Trump has indicated that dairy concessions will be required of Canada in order to reach a deal. Negotiators met overnight, trying to bridge the gap between the American and Canadian positions.
Farmers insist that their industry is not blocking an agreement. Canada’s market is not the solution to the United States’ chronic overproduction in its dairy sector, they said.
The CBC’s Julie Van Dusen asked the assembled dairy farmers from across Canada to raise their hands if they believed Canada’s government would defend their industry in the NAFTA talks. They all put their hands up.
The Dairy Farmers of Canada press conference was called “not to question or to belittle the government,” Ralph Dietrich from the Dairy Farmers of Ontario said. “It’s the exact opposite. It’s to show our appreciation for what they’re doing.”
Canada’s is the “only proven system of producing milk in the world that works.”
“We will continue to defend supply management.
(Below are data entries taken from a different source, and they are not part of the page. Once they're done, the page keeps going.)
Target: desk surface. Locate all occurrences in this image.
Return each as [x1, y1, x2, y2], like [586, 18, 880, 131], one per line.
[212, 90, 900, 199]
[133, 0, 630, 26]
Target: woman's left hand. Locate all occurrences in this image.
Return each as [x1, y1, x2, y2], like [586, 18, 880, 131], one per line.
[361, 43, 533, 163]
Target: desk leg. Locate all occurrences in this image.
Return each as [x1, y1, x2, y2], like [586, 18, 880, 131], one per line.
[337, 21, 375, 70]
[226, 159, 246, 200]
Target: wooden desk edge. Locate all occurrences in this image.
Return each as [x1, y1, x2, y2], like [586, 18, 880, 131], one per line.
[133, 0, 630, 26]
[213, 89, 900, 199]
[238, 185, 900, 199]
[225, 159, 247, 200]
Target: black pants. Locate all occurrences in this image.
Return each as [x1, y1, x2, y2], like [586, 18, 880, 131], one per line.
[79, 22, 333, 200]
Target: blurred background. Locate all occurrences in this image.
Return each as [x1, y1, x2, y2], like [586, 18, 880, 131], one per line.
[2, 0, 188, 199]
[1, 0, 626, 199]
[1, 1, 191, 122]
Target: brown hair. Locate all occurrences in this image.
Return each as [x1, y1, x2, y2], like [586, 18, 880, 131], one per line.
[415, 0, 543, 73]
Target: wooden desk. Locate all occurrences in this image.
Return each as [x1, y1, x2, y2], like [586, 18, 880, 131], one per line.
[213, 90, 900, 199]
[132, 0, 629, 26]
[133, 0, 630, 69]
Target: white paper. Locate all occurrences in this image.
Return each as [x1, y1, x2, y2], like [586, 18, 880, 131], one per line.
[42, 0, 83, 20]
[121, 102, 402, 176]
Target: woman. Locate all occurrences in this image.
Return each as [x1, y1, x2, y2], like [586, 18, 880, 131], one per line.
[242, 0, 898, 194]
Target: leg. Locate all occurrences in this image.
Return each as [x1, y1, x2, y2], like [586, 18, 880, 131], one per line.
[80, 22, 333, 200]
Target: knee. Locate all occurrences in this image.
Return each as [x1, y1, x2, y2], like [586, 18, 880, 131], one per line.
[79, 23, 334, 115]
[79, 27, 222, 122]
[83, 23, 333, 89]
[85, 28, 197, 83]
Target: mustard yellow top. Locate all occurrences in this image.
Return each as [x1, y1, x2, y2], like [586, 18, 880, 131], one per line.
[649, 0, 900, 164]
This is a system that works for Canadians,” Trudeau told reporters on Parliament Hill.
Reporters asked if a compensation plan is being prepared, in light of not only expected NAFTA concessions but also Canada’s progress toward implementing the Comprehensive and Progressive Trans-Pacific Partnership agreement, which opens up 20 supply-managed agricultural products to new foreign competition from Asia.
“There are always certain areas and industries that are more exposed, so we’re going to make sure that we’re working with them to make sure that the benefits of trade are felt broadly for everyone,” Trudeau said.
Deadline ‘not ours’
Negotiators in Washington are working toward a deadline indicated by Freeland’s Mexican counterpart last week: in order to have text of a potential agreement ready by the end of the month, all three countries need to agree on a broad outline for a trilateral agreement by Thursday, to give legal teams about 10 days to work out final details.
Unifor president Jerry Dias, who represents labour interests on Freeland’s NAFTA advisory committee, was also in Washington for briefings Wednesday. He accused conservative politicians like federal Conservative Leader Andrew Scheer and Ontario’s Economic Development Minister Jim Wilson of engaging in “petty politics” by suggesting it’s time for Canada to settle.
“Getting a deal is easy. I negotiate for a living. Anybody can carve a bad deal,” he said. “Exactly what do they want Canada to surrender on in order to close the deal?
“The Americans are going to have to start to signal that they want a deal in a serious manner. I think that Canadians are expecting the Canadian team to hang firm.”
This week’s deadline is “not ours,” Dias said.
The end-of-September deadline was set in the hopes of hitting the Congressional timeline required for a renegotiated North American Free Trade Agreement to be signed before Mexico’s presidency changes hands on Dec.1.